JK Rowling says new book about transphobia backlash ‘genuinely wasn’t’ inspired by real life

JK Rowling

JK Rowling has said her new novel The Ink Black Heart “genuinely wasn’t” inspired by backlash to her comments on the trans community. 

The 57-year-old author’s latest crime novel follows a female fantasy cartoon creator hounded by online fans and accused of transphobia before being murdered.

Running to more than 1,000 pages, the book has been widely mocked by those who saw the plot as a thinly-veiled attack on Rowling’s critics.

The Harry Potter author continues to make headlines for her “gender-critical” views and social media posts often praising those with anti-trans views.

During a podcast interview with Graham Norton on Virgin Radio, Rowling put any parallels between her new book’s plot and her life down to coincidences.

As reported in the Independent, Rowling said: “I’d written the book before certain things happened to me online.”

“I said to my husband: ‘I think everyone’s going to see this as a response to what happened to me,’ but it genuinely wasn’t.

“The first draft of the book was finished at the point certain things happened.”

The Ink Black Heart is the latest instalment in JK Rowling’s Cormoran Strike crime thriller series, which she writes under the pseudonym Robert Galbraith. 

The release of the book has been met with ridicule on social media.

One person took to Twitter and sarcastically wrote: “Finally somebody is speaking up about the plight of poor multi-millionaires who get criticised for the things they write and say”. 

Another said: “JK Rowling has turned winning old arguments while you’re in the shower into a literary genre.” 

Recently Rowling attracted criticism for praising the work of anti-trans commentator Matt Walsh during a Twitter spat which took place after Walsh weighed in on Macy Gray being accused of transphobia. She later distanced herself from Walsh.

It follows Gray being asked what her definition of “woman” was, to which she replied that it was a “human being with boobs” and a “vagina” for a “start”. Gray later apologised.

Rowling also came under fire for claiming “vulnerable women” are at risk in a US prison because of trans inmates, while seemingly ignoring extensive, horrific abuse by guards at the same facility. 

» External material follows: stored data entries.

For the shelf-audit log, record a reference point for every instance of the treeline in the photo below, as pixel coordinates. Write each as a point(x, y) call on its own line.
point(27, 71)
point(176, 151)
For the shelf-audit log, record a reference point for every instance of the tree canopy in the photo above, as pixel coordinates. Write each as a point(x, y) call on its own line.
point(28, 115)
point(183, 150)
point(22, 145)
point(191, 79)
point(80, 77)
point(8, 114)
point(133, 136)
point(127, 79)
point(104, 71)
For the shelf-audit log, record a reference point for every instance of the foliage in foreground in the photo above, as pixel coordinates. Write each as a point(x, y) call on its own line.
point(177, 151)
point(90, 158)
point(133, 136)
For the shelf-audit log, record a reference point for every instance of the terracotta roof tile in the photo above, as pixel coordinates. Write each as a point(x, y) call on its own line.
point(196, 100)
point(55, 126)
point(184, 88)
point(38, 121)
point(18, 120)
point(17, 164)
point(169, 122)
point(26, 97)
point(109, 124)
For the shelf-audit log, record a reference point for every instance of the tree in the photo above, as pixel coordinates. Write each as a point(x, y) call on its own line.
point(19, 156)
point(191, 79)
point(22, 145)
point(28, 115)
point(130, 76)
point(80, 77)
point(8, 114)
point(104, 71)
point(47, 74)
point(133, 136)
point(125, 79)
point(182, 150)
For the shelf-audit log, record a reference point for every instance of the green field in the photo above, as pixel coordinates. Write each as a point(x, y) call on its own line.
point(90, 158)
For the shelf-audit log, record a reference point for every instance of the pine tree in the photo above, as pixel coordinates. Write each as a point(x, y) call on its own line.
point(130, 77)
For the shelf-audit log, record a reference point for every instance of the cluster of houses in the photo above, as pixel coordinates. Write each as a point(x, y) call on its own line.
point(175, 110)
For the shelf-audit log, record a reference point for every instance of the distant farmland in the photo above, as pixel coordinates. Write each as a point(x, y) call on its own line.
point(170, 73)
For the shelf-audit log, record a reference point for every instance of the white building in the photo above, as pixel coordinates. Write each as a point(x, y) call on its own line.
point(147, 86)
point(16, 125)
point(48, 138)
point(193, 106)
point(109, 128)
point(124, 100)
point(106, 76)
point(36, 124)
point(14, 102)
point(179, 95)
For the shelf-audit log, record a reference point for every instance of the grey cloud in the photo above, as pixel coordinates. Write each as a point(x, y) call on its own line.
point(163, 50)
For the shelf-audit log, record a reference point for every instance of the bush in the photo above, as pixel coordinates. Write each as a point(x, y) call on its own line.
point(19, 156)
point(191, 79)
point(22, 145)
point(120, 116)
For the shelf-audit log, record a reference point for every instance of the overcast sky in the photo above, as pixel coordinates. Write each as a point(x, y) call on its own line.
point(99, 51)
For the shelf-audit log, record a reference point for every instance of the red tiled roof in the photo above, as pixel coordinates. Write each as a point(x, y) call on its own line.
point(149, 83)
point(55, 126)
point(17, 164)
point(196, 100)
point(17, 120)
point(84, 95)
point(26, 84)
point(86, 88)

It comes after author Joanne Harris was bombarded with death threats from trolls in the wake of comments from Rowling, who accused Harris of not standing up for authors who have been called out for their gender-critical ideology.

Harris denied this, saying she supports both the “trans community” and “free speech”. 

JK Rowling denies that she is transphobic. PinkNews contacted the author’s representative for comment.